Unser Wald gleicht mittlerweile einer Holzlagerhalle. Überall sind gestapelte Stämme zu sehen, einige sind markiert, andere nicht und andere faulen einfach vor sich hin. Die Abnehmer verlagern somit kostenlos ihren Lagerplatz in den Wald. Was nicht sein sollte, denn auf diesen Lagerflächen kann kein Holz mehr nachwachsen. Dies sollte den Förstern von HessenForst eigentlich bekannt sein.

Immer wieder wurde auch von der BI-Waldschutz Darmstadt-Dieburg festgestellt, dass in den Wäldern Mühltals, Darmstadts oder Seeheims Einschlagsmengen unnötig hoch ausfallen oder dass auch während der Setz- und Brutzeiten gefällt wird.
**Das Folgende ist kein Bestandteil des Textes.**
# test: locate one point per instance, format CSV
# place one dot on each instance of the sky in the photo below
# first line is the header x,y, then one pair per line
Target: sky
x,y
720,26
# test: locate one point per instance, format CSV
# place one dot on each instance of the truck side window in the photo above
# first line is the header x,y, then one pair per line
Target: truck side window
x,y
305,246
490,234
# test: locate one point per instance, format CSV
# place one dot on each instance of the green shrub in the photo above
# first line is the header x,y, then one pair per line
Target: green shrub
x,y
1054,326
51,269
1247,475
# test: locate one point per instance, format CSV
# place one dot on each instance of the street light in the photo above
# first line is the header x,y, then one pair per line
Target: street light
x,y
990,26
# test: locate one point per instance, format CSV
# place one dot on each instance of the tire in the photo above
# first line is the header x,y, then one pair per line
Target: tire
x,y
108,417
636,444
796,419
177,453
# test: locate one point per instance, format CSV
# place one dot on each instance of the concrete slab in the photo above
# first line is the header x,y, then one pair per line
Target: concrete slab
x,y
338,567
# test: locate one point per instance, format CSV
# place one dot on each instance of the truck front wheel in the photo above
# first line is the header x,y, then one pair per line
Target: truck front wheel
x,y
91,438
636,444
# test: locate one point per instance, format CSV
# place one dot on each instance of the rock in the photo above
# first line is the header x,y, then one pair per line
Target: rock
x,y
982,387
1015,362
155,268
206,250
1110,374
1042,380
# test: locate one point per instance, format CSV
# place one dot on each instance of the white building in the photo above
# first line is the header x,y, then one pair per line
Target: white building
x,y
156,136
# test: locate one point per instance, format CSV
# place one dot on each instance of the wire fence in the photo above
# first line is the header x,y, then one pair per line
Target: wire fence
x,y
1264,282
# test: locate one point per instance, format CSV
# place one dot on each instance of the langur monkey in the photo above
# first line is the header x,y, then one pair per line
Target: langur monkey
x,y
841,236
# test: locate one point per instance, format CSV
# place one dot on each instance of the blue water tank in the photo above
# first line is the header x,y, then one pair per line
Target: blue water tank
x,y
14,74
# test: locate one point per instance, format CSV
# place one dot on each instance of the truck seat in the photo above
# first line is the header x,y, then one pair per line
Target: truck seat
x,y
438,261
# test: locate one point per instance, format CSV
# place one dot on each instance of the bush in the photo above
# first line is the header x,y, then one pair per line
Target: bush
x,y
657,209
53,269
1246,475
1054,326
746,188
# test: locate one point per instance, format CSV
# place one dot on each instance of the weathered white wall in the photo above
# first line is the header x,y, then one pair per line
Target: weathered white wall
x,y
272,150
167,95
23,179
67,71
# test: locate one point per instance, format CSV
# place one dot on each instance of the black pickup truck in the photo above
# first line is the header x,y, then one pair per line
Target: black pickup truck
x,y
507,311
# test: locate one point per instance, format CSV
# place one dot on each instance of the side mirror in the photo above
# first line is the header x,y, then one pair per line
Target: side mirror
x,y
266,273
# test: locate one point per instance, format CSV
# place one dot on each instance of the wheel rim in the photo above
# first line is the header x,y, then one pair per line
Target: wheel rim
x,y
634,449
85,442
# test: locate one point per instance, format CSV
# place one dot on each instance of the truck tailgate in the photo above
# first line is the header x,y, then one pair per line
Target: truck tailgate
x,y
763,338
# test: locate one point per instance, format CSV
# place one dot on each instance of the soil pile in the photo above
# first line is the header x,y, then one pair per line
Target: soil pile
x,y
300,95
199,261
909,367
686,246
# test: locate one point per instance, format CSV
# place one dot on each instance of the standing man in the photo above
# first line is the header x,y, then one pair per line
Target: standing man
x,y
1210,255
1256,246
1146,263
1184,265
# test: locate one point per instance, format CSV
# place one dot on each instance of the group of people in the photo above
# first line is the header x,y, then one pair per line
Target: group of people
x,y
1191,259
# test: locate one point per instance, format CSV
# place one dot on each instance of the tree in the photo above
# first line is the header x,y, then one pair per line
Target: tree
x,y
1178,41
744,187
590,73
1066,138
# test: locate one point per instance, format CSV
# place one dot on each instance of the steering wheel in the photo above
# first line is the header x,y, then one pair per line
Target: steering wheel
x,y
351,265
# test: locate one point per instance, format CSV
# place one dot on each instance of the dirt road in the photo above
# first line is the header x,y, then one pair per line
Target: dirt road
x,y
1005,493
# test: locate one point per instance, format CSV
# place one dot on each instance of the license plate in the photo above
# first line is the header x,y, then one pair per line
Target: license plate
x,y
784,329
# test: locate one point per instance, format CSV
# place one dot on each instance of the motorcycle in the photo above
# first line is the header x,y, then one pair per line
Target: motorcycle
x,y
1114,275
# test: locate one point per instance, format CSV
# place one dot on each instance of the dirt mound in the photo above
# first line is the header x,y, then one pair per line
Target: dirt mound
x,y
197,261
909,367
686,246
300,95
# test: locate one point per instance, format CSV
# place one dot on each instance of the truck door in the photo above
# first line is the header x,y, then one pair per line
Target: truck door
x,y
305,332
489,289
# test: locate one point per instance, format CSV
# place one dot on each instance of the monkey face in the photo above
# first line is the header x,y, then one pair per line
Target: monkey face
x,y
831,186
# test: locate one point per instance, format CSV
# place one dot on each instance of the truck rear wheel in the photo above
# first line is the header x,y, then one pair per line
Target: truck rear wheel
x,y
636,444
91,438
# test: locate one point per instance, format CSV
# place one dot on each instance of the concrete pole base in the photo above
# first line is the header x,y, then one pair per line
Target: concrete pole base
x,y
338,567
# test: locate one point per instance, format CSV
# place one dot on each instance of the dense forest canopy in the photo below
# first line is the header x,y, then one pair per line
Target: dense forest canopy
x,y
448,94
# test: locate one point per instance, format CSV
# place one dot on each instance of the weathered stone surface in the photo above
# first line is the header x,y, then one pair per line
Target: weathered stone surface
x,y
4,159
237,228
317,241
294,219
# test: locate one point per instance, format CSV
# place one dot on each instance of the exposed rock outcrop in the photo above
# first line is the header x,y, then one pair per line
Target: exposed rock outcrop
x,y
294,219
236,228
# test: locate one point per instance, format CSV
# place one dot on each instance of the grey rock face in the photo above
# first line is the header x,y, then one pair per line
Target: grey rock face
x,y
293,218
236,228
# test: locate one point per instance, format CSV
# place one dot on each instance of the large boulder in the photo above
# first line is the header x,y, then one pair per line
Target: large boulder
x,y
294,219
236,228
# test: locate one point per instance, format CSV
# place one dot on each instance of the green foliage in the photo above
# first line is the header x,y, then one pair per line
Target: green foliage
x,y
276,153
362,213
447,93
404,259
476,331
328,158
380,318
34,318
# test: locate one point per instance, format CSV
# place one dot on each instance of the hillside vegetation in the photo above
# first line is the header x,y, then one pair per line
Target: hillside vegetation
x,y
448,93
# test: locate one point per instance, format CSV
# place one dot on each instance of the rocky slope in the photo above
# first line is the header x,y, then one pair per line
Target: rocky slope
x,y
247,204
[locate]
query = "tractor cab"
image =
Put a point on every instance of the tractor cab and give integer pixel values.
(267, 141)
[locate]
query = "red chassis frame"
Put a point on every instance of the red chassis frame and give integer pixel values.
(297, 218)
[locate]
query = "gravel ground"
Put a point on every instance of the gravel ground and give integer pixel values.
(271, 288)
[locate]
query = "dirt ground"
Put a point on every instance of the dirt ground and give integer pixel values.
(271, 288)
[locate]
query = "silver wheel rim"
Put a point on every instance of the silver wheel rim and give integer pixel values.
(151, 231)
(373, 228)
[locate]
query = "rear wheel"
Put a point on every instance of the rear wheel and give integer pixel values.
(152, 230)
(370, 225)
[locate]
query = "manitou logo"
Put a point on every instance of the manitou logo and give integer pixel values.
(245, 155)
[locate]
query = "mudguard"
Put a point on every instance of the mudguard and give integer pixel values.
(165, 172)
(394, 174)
„Der FSC-Prüfungsablauf für Mühltal wurde mit viel Kritik, auch im Darmstädter Echo, an der Vorgehensweise der Agentur Immo Swiss begleitet. Die definitiv bessere Variante wäre eine Waldwirtschaft nach den Naturland-Richtlinien“, erklärt Franz Fujara, Fraktionsvorsitzender der LINKEN in Mühltal: „In Deutschland hat Naturland die Standards gesetzt, an denen sich viele Zertifizierungssysteme orientiert haben und darüber hinaus weiterreichende Richtlinien zur ökologischen Waldnutzung erarbeitet, u.a. bei der Festsetzung von größeren zusammenhängenden Schutzflächen oder beim strengen Verzicht von waldbodenzerstörenden Holzvollerntern.“

Für die Zertifizierung des eigenen Gemeindewaldes nach den Naturland-Richtlinien hat sich die Fraktion DIE LINKE in Mühltal mit einem Antrag in der Gemeindevertretung im Mai 2017 eingesetzt. Doch die Mehrheit, darunter auch die Grünen-Fraktion, lehnte diesen aus ökologischer Sicht wichtigen Antrag ab. Auch ein Antrag der lokalen Wählergemeinschaft FUCHS im September 2017, eine Erhaltungssatzung für den Mühltaler Wald festzulegen, fand keine „grüne“ Mehrheit.